Sono gli inizi del primo secolo moderno quando Giulio II della Rovere, papa Giulio II, ridisegna con il Bramante la prima strada rettilinea più lunga di Roma, via Julia. Dall’altra sponda del Tevere c’è una strada più stretta che corre parallela alla via Recta, così com’era stata chiamata via Giulia, una strada percorsa dai pellegrini diretti alla tomba di Pietro: a sinistra il Gianicolo, a destra il Tevere senza muraglioni. Difficile immaginare un accesso diretto alle sponde del fiume, ancora più complicato cercare di percorrere oggi via della Lungara omettendo l’incessante frastuono del lungotevere percorso dalle auto. Su quella che un giorno era da tutti chiamata via Santa (oggi, appunto, via della Lungara) si affaccia Palazzo Corsini, che, insieme all’antistante Villa Farnesina, è sede dell’Accademia dei Lincei.
È il secolo della Guerra dei Trent’anni, della letteratura e dell’arte barocca, della colonizzazione delle Americhe, della nascita della scienza moderna.
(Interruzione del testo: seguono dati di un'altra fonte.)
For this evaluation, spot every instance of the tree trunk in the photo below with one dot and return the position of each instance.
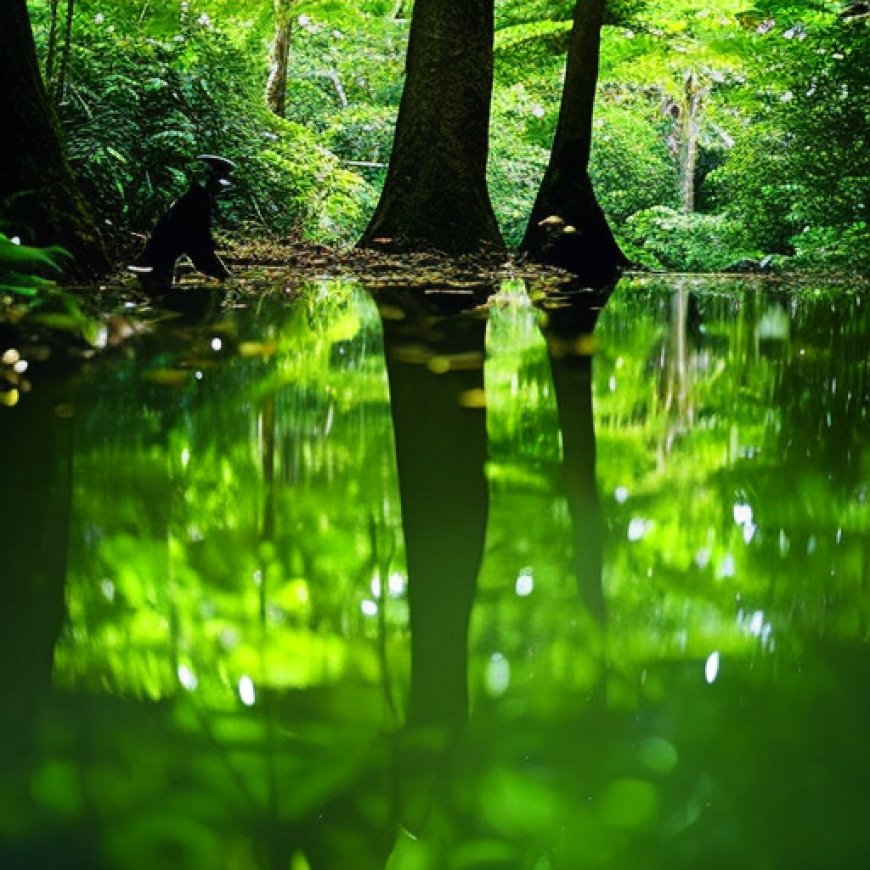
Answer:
(39, 198)
(59, 86)
(435, 196)
(691, 114)
(566, 190)
(279, 56)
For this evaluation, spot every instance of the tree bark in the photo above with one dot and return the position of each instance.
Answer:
(39, 198)
(566, 190)
(435, 196)
(689, 131)
(279, 56)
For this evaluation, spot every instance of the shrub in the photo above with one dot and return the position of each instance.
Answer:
(663, 238)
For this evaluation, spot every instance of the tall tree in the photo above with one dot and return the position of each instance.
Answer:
(39, 198)
(279, 56)
(566, 190)
(435, 195)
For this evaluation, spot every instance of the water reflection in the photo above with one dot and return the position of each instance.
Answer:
(434, 346)
(258, 597)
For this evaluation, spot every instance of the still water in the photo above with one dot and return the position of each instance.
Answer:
(385, 579)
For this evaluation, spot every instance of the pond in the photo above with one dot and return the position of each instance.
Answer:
(384, 579)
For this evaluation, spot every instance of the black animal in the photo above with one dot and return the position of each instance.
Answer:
(185, 230)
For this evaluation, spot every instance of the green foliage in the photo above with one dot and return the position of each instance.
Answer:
(147, 93)
(22, 267)
(630, 164)
(781, 157)
(665, 238)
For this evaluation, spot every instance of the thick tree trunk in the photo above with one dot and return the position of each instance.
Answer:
(39, 198)
(435, 195)
(279, 56)
(566, 190)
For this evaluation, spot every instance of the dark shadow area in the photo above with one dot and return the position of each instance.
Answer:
(434, 346)
(569, 320)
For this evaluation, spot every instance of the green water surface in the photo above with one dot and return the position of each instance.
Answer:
(445, 581)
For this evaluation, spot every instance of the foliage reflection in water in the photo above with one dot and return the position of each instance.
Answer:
(604, 611)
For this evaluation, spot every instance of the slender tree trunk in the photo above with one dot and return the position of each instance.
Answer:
(59, 87)
(279, 57)
(435, 195)
(566, 190)
(691, 112)
(52, 42)
(39, 198)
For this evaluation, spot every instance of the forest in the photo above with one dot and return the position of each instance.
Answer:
(434, 435)
(724, 137)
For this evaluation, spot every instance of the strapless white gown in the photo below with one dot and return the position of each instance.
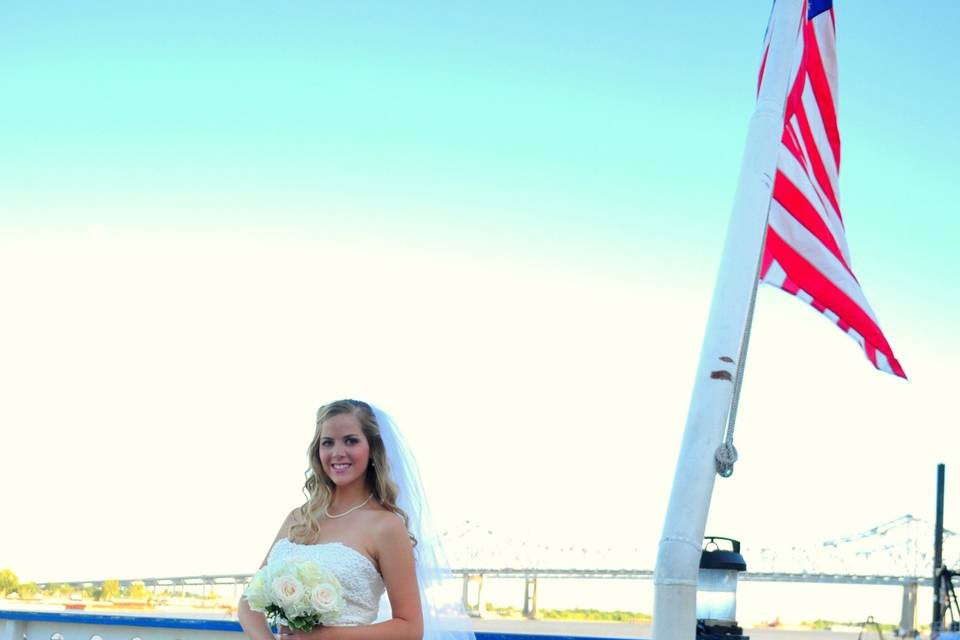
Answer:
(363, 586)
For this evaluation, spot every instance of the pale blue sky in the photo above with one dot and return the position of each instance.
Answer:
(529, 200)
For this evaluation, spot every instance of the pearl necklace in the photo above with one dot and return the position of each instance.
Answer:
(326, 510)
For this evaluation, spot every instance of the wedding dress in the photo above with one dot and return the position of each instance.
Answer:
(362, 584)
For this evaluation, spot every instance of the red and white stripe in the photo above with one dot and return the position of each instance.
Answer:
(805, 252)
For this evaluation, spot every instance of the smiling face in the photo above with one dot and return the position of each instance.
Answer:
(344, 450)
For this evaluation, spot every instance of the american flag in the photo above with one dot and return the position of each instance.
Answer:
(805, 252)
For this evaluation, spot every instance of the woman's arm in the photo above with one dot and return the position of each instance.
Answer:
(253, 622)
(395, 556)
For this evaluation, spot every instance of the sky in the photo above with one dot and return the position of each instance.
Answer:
(500, 222)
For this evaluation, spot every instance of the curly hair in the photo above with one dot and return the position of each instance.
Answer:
(319, 488)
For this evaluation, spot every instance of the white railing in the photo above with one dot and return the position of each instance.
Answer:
(50, 625)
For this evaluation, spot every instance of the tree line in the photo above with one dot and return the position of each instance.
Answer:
(104, 591)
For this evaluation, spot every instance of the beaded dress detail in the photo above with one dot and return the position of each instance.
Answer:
(362, 584)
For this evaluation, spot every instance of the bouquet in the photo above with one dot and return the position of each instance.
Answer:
(298, 594)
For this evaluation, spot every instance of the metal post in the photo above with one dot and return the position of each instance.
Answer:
(473, 605)
(908, 612)
(678, 555)
(530, 597)
(937, 624)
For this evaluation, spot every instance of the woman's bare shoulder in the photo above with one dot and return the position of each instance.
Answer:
(388, 526)
(293, 518)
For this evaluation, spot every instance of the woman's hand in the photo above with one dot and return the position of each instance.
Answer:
(317, 633)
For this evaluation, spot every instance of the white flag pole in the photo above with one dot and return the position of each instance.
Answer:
(678, 556)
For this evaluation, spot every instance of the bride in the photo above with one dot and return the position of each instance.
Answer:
(367, 521)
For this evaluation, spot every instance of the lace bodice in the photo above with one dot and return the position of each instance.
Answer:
(362, 583)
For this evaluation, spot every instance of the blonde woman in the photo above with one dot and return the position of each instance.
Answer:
(366, 519)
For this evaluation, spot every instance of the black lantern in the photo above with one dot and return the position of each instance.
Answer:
(717, 590)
In una calda sera dell’estate romana del 1603 il giovane marchese di Monticelli, Federico Cesi, riunisce in un sodalizio scientifico tre amici: il nobile Francesco Stelluti di Fabriano, Anastasio De Filiis, conte di Terni e Johannes van Heeck, medico di Deventer. Sarà questo l’inizio di un esperimento unico nel suo genere che detterà nel tempo le linee guida di un forte rinnovamento culturale e scientifico.
Nasce, di fatto, la prima Accademia scientifica della storia, con emblema una Lince, simbolo di sagacia e di vista acuta sulle cose del mondo, che porta con sé il motto esplicativo sagacius ista. I primi passi del gruppo dei Lincei si muovono in segretezza, tra le ricerche che Cesi stesso definiva nostra arcana, tanto da destare i sospetti di molti, in particolare dei suoi stessi familiari che ostacolarono sin da subito il proseguimento del sodalizio. Disgregata momentaneamente l’Accademia, i quattro dei Lincei continuano la loro attività di ricerca separatamente, motivandosi a vicenda in un intenso scambio epistolare nell’intento di ricostituire al più presto l’adunanza accademica. Gli anni della separazione portarono numerosi frutti progettuali, tra i quali lo statuto accademico denominato Lynceographum, documento dal quale emerge chiaramente la vocazione laica dell’istituzione e la concezione ascetica della vita del ricercatore scientifico. Se i tempi non permettevano un netto distacco col passato aristotelico, ovvero quello del sapere improntato sulla legge dei secreta secretorum, del sapere per pochi eletti, questo, di certo, maturò nel tempo e nelle coscienze degli appartenenti all’Accademia soprattutto quando, con la ripresa delle attività pubbliche, entrarono a far parte del gruppo di ricercatori prima Giambattista della Porta e poi Galileo Galilei.